The typical plant-addict dilemma of too many must-haves on limited real estate has meant emphasis in recent years on vertical plants and structures for support – iron fencing and locally fabricated wrought-iron tuteurs for clematis and climbing roses. The owners’ interest in pottery is evident throughout the garden – look for a ceramic totem created by Barbara, clay obelisks, and several pottery guardians.

Shelter, food, and water sources for wildlife are important components. The several milkweed varieties are all welcome interlopers. Masses of salvias, agastache, and colorful annuals attract nectar-loving insects, multiple pairs of hummingbirds, and the occasional rare visitor – last summer a Chukar partridge.

Garden of Eve and Per Thyrum

Downsizing a garden is not easy, especially after moving from a 35-year-old, 2-acre garden to a cottage with just 3 sides to garden – upon an even more frustratingly sited very steep slope.  After hauling boulders from our former garden and procuring stone from a local quarry, we created steps, walls, and terraces to provide the space with some architecture and structure. Among this stone work, plantings and sculpture were placed, and – a garden was created! Large stone troughs from England and a piece of favorite statuary (Sunflowers by Gregg Leavitt) were incorporated into the front as well as blue metal birds (by Simple) and “blue alliums” (by Inta Krombolz).

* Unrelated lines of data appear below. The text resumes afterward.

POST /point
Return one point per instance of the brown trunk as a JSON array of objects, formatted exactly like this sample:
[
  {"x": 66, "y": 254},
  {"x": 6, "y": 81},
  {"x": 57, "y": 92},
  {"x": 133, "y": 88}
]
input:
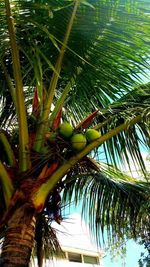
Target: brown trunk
[{"x": 19, "y": 238}]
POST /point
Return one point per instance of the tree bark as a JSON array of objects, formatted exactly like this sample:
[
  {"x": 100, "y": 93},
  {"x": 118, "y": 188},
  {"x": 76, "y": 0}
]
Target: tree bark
[{"x": 19, "y": 238}]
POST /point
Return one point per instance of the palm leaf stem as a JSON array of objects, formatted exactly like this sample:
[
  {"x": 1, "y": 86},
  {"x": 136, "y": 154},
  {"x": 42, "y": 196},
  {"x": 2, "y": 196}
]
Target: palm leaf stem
[
  {"x": 41, "y": 194},
  {"x": 53, "y": 84},
  {"x": 8, "y": 150},
  {"x": 102, "y": 124},
  {"x": 22, "y": 118},
  {"x": 61, "y": 100},
  {"x": 6, "y": 184},
  {"x": 10, "y": 85}
]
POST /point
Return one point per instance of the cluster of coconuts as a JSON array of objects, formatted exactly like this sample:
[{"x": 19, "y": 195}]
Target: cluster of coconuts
[{"x": 78, "y": 141}]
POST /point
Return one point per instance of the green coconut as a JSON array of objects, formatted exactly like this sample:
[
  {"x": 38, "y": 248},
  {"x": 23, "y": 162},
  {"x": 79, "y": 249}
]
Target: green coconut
[
  {"x": 52, "y": 137},
  {"x": 78, "y": 142},
  {"x": 65, "y": 130},
  {"x": 92, "y": 135}
]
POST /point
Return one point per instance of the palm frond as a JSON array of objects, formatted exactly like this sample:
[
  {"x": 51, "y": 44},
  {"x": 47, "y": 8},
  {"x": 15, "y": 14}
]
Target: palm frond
[{"x": 112, "y": 202}]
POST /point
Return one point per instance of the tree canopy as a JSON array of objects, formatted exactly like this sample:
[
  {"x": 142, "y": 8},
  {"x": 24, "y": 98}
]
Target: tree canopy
[{"x": 82, "y": 62}]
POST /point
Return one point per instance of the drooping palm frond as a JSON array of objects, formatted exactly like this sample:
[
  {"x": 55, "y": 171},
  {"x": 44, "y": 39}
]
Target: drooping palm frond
[
  {"x": 101, "y": 46},
  {"x": 127, "y": 146},
  {"x": 112, "y": 202}
]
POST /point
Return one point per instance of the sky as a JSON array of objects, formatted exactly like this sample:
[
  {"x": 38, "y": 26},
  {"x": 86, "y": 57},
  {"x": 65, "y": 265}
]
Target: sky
[{"x": 75, "y": 233}]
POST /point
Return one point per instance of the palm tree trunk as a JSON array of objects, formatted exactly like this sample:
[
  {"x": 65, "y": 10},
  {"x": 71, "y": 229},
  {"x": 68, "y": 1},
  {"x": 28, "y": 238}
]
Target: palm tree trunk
[{"x": 19, "y": 238}]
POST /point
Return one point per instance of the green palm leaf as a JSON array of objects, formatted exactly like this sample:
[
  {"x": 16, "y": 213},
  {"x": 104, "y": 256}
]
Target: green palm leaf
[{"x": 108, "y": 201}]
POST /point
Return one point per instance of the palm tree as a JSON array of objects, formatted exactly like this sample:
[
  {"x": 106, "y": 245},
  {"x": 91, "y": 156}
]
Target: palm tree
[{"x": 76, "y": 61}]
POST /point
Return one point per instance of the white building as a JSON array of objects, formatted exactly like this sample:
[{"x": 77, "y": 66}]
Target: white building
[{"x": 79, "y": 250}]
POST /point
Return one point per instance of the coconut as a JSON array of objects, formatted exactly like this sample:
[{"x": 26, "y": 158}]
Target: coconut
[
  {"x": 92, "y": 135},
  {"x": 78, "y": 142},
  {"x": 65, "y": 130}
]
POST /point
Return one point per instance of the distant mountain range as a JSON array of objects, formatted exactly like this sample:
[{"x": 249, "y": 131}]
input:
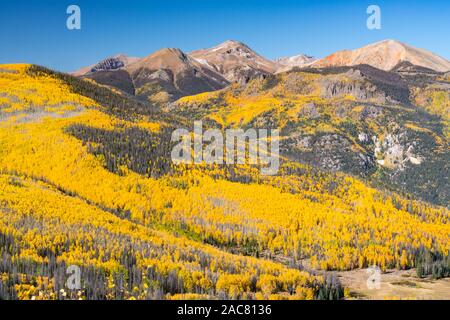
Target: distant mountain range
[{"x": 169, "y": 74}]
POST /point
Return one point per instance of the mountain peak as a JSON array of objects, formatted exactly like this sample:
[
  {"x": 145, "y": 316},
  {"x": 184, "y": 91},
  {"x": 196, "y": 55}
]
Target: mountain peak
[
  {"x": 236, "y": 61},
  {"x": 115, "y": 62},
  {"x": 385, "y": 55}
]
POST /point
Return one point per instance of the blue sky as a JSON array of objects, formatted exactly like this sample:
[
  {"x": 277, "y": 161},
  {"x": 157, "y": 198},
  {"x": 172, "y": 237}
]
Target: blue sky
[{"x": 35, "y": 31}]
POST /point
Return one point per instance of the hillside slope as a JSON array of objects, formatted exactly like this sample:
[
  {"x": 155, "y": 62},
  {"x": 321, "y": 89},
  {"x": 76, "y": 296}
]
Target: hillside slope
[
  {"x": 390, "y": 128},
  {"x": 87, "y": 180},
  {"x": 385, "y": 55}
]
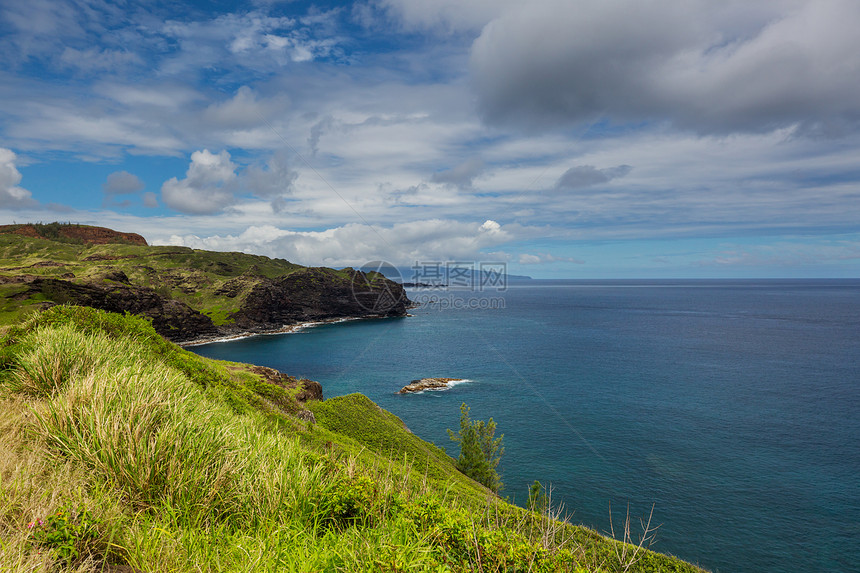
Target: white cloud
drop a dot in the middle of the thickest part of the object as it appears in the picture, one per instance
(122, 183)
(244, 110)
(588, 176)
(461, 175)
(355, 245)
(208, 187)
(150, 200)
(99, 60)
(11, 195)
(710, 67)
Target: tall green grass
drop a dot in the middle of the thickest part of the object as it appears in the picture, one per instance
(144, 451)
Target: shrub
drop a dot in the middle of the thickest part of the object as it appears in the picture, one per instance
(480, 450)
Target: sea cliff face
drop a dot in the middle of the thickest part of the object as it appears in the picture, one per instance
(187, 294)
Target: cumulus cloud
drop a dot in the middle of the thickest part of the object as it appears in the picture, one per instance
(208, 187)
(272, 181)
(150, 200)
(711, 67)
(355, 244)
(588, 176)
(122, 183)
(243, 110)
(461, 175)
(11, 195)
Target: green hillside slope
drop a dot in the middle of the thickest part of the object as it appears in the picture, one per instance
(119, 451)
(187, 293)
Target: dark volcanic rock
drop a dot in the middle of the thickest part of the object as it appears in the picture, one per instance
(318, 294)
(427, 384)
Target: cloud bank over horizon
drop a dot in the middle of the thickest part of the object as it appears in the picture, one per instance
(598, 137)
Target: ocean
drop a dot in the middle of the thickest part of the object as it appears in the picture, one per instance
(732, 407)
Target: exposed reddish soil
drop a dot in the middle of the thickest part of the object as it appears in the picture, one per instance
(83, 233)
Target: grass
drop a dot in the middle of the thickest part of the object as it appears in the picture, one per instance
(133, 451)
(191, 276)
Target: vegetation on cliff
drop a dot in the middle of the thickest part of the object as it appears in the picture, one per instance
(187, 293)
(119, 451)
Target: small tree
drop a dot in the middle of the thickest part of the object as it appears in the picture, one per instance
(480, 450)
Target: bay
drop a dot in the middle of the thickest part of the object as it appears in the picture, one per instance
(731, 406)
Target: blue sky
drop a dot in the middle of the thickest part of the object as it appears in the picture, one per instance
(575, 138)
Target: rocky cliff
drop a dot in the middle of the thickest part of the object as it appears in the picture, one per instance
(188, 294)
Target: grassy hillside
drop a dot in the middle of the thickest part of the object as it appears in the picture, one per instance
(195, 277)
(120, 451)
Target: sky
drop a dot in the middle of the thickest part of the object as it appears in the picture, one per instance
(565, 138)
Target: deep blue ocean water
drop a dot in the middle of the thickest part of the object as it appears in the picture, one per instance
(732, 406)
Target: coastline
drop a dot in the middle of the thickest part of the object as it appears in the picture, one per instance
(286, 329)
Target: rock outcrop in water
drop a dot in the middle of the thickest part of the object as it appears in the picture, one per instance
(188, 294)
(428, 384)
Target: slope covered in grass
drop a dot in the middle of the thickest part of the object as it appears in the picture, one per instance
(119, 449)
(188, 293)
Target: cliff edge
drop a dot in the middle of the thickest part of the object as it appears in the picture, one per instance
(188, 294)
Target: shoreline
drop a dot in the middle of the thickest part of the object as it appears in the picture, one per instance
(286, 329)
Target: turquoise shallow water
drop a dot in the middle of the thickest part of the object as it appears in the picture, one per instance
(732, 406)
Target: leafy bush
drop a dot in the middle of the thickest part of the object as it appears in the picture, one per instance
(480, 450)
(70, 535)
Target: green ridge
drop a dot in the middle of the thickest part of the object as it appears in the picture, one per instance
(135, 453)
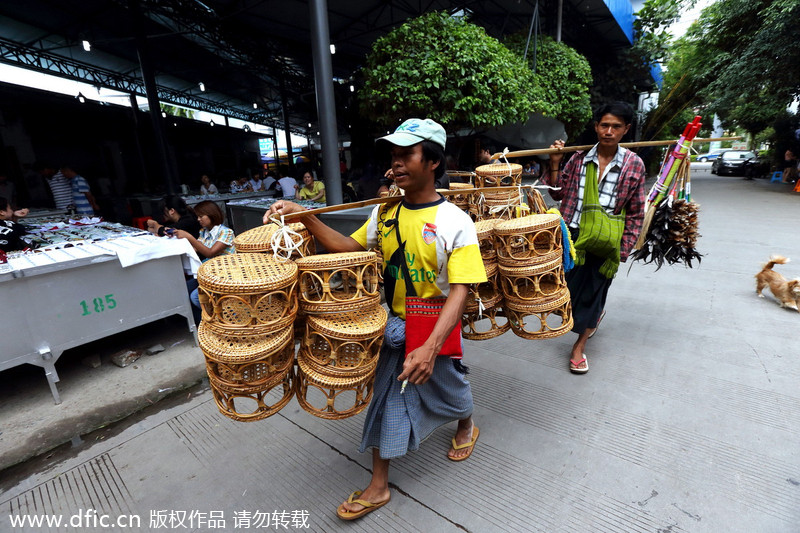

Containers abound in our driveway since no more in-ground planting space could be had! Steps lead down past Heritage birches, a Chinese paper tree, a sweetheart tree, hydrangeas, and favored perennials. A small terrace was built into the side of the hill to break up the run of steps as they lead down to the back of the house. At the foot of the steps is a prized urn and birdhouse ‘rescued’ from our former garden.

Behind the house lies a long, flagstone terrace supported by a low, stone wall.  A small garden is located at the far end which is highlighted by a collection of River Goblins (by UK’s Julian Jeffrey) that sit among sunny and shady plantings. The terrace displays a collection of containerized plantings, furniture, metal statuary, and a unique, 15-foot-long trough garden filled with mini hostas, ferns, dwarf maples, and conifers. Welcome all to our garden and small sculpture park!

Garden of Ellen Wilkinson

Moving from a garden where I had space for almost anything that caught my fancy to a garden limited to 3 to 4 feet around my small house has ben a challenge.

It has been difficult to select favorites and, of course, learn the growing conditions in my new garden. A work in progress...enjoy!



Garden of Trudie Steel

Trudie’s 11-year-old garden surrounds three sides of her Kendal cottage. There is always something in bloom from spring to fall in this perennial and annual garden. Whimsy is added by many of her husband’s artistic creations. Trudie’s favorite gardens are shade gardens and her present garden has almost none!….but “you bloom where you are planted.”



Old Kennett Meetinghouse Cemetery

The Old Kennett Meetinghouse dates to 1710 and in 1974 was placed on the National Register of Historic Places, making it nationally recognized as a historically and architecturally significant structure. It was in the cemetery adjoining the Old Kennett Meeting House that the first shots of the Battle of the Brandywine were fired on September 11, 1777. Although the British and Hessian forces were surprised as they came 5000 strong from Kennett that morning, the small American force led by General Maxwell was driven back to the north hills of Chadds Ford. The soldiers killed in the battle that afternoon are buried in the adjoining Old Kennett Cemetery. Here we will tour the native plant green burial meadow.